Мама Макса не приезжала. Он говорил о ней скупо, с горькой усмешкой: «Не выдержала моего вида. У нее своя жизнь.» Эта горечь теперь тоже утонула в общей апатии. Он был один. Кроме нее. Кроме Ани.
Персонал хосписа работал в режиме тихой готовности. Сестра Мария заходила чаще, ее движения были еще более мягкими, взгляд – полным немого сочувствия. Она проверяла капельницы, меняла положения Ани, чтобы избежать пролежней, шептала что-то успокаивающее. Врач Андрей Петрович говорил с родителями тихо, сдержанно, корректируя обезболивание, его профессиональная сдержанность не могла скрыть тяжести в глазах. Психолог Ирина подходила и к Ане, и к Максу, и к родителям, но ее слова сейчас казались далекими, как будто звучащими из-за толстого стекла. Нужны были не слова, а просто присутствие. Тишина. И умение ждать.
Однажды вечером, когда боль на мгновение отступила, Аня проснулась чуть более ясной. Лунный свет серебрил край ее одеяла. Макс сидел рядом, его голова склонилась, он дремал, но его рука по-прежнему держала ее.
— Макс… — позвала Аня едва слышно.
— Я тут. Что? — мгновенно встрепенулся Макс.
Она слабо кивнула в сторону ночника. Макс потянулся, щелкнул выключателем. Мягкий свет залил угол комнаты.
Она с усилием указала взглядом на тумбочку. Там, среди баночек с кремом и салфеток, лежал маленький, старый фонарик. Макс достал его. Батарейка была почти севшая, свет тусклым, желтоватым.
Он направил луч на потолок. Тусклое, дрожащее пятно замерло на белой поверхности. Он навел фонарь на их карту звездного неба.
— «Наша»… Видишь? — едва заметная улыбка тронула анины губы.
— Вижу. Яркая. Самая яркая.
Он водил фонариком по их карте звездного неба, рисуя неуклюжие круги, пытаясь найти их нарисованные созвездия в темноте. Аня следила за дрожащим светом.

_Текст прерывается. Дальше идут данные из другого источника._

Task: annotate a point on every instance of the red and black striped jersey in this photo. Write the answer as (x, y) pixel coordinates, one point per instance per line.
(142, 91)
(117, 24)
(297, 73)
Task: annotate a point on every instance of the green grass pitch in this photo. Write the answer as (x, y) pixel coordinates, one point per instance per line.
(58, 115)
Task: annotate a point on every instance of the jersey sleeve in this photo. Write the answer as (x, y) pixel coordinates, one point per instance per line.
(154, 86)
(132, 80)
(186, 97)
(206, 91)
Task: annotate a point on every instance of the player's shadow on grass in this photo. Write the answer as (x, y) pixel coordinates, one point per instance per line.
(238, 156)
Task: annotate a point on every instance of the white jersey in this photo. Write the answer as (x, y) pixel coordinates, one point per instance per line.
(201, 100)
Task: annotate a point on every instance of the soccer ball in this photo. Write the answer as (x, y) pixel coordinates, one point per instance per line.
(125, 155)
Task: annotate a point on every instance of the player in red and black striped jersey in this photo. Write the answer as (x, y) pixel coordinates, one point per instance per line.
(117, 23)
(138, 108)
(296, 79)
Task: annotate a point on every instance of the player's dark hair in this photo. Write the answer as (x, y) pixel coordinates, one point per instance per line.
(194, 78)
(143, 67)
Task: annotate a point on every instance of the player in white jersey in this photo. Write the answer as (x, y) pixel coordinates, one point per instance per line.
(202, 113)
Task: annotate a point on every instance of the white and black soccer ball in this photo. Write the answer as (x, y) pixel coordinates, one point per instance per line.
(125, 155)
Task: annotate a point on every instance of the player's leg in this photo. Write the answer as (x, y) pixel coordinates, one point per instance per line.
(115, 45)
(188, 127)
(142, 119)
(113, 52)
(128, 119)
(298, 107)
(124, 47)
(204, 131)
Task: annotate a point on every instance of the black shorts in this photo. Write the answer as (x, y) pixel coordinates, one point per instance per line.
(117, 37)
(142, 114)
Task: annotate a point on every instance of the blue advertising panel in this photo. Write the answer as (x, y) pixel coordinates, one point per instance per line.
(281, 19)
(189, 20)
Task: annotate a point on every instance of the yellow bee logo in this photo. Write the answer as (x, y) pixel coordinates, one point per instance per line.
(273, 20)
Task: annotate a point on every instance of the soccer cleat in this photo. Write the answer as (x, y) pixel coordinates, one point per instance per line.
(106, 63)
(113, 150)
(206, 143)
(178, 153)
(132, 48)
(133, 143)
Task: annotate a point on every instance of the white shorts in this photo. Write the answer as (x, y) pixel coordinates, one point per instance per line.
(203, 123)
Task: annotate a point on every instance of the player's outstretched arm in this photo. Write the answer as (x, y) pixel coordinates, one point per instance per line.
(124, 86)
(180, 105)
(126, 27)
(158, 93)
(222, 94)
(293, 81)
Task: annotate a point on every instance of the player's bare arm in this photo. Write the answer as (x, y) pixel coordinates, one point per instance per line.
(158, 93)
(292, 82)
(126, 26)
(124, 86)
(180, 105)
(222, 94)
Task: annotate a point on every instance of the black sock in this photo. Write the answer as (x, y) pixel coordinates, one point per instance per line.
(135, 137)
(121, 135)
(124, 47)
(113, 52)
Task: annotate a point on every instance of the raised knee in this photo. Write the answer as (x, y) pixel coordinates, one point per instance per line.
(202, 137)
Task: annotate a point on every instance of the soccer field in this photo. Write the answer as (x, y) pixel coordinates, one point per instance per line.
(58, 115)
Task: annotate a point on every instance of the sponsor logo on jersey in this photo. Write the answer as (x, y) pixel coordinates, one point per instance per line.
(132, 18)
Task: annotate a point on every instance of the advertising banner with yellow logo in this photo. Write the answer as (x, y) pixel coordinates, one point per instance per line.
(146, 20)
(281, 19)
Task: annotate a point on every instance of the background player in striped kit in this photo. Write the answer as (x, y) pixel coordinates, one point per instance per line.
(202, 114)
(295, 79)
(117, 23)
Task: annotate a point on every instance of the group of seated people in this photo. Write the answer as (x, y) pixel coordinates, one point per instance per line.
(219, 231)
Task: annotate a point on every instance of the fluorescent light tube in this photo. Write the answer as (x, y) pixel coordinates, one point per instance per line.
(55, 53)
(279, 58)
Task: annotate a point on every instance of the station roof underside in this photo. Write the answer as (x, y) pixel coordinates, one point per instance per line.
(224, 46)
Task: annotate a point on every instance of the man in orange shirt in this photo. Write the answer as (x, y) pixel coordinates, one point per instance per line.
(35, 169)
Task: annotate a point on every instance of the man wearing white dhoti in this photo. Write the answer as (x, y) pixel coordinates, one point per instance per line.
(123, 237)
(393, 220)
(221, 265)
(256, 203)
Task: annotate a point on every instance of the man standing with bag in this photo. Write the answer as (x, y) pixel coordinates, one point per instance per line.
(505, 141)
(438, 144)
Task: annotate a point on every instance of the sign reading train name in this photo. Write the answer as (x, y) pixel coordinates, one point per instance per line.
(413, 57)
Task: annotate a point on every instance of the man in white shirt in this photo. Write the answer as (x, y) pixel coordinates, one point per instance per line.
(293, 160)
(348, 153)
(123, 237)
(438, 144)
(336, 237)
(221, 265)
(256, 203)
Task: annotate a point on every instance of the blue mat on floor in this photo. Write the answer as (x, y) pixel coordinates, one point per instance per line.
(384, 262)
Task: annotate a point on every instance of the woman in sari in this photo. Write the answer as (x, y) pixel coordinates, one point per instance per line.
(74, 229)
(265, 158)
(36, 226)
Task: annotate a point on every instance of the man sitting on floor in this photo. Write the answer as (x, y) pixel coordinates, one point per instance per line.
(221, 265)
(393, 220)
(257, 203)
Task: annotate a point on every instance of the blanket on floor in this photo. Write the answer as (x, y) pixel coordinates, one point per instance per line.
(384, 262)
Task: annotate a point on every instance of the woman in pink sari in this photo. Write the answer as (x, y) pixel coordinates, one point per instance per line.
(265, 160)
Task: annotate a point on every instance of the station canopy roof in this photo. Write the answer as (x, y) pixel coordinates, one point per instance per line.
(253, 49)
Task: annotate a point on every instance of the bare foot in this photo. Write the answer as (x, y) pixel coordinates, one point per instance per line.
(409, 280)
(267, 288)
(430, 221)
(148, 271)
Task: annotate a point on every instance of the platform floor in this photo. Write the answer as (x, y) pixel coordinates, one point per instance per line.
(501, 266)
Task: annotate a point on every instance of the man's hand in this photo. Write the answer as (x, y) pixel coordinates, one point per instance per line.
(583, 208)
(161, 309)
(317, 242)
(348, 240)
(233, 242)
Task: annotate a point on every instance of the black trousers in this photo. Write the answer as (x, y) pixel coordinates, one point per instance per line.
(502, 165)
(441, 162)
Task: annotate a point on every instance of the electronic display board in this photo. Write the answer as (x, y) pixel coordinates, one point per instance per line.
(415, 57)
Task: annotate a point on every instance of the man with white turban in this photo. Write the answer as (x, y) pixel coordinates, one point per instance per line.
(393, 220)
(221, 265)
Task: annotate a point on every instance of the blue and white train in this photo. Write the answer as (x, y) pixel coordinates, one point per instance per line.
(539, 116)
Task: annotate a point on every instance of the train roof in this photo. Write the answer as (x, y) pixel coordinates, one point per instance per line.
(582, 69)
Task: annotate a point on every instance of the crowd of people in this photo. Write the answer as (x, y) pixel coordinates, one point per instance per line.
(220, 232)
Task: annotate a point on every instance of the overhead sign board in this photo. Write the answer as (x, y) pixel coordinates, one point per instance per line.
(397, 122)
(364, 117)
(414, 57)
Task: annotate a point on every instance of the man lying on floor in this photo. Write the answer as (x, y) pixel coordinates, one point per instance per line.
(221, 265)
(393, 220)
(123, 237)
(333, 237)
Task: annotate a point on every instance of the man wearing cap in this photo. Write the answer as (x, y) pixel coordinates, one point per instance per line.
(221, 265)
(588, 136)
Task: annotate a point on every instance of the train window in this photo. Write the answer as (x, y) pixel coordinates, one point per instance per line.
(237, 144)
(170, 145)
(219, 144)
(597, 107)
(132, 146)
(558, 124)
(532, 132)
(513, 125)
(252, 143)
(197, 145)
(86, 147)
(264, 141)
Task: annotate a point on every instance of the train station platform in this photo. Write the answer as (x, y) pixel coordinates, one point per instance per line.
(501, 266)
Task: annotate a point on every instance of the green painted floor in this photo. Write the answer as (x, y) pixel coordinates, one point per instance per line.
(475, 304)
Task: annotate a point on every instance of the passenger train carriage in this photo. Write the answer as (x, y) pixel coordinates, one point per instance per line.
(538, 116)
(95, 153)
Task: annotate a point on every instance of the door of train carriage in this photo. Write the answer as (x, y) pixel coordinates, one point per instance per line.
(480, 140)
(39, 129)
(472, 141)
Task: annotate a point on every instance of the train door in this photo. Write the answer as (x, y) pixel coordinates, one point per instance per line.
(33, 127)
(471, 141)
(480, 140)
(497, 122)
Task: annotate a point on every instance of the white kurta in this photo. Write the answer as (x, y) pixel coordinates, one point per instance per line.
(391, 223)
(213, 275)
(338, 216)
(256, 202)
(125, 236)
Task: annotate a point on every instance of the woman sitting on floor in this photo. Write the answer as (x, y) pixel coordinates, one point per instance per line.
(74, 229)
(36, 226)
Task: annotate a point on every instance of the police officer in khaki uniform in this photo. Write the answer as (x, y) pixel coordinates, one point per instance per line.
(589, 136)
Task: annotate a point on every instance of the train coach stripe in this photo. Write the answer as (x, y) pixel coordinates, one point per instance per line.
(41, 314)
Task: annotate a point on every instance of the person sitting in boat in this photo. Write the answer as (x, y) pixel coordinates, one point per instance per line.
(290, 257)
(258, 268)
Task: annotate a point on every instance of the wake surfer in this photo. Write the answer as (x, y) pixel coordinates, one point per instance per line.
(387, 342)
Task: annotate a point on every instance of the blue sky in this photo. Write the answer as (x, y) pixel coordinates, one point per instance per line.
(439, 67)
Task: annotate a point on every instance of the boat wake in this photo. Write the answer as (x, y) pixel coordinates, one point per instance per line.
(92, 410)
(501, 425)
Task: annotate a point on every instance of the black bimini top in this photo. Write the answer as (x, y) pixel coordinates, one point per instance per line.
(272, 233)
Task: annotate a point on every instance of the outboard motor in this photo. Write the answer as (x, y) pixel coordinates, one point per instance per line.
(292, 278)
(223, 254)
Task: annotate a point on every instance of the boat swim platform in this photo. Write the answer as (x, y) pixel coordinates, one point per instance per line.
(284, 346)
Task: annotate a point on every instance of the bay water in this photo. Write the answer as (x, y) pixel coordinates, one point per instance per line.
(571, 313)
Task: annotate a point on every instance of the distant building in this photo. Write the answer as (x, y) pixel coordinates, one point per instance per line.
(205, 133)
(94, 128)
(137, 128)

Ее дыхание было поверхностным, как у птенца.
— Вот «Одноногий пират»… Вот «Тошнотворная»… А вон там… вон «Наша» должна быть…
Луч остановился на пустом месте над ее кроватью, где когда-то был нарисован их символ.
— Там… Она всегда там… Ты же… видишь?
— Вижу, Ань. Я вижу. Ясно вижу. — Макс крепко сжал ее руку.
Фонарик выскользнул из его ослабевшей руки и упал на пол. В палате снова остался только тусклый свет ночника и лунная полоса на полу. Аня уже снова дремала, ее пальцы чуть разжались. Макс не двигался. Он сидел, глядя на ее лицо в полумраке, слушая ее прерывистое, хрупкое дыхание. Боль в его спине нарастала, тупая и неумолимая, но он не обращал на нее внимания. В этой тишине, в этом затишье перед неизбежным, было только одно важное дело – быть здесь. Держать руку. Ждать. И видеть их звезду, даже когда ее никто, кроме них, уже не видел. За окном медленно гасла последняя полоска заката, окрашивая небо черно-синий цвет. В хосписе стояла тишина. Глубокая, тягучая, полная немой боли и немой любви.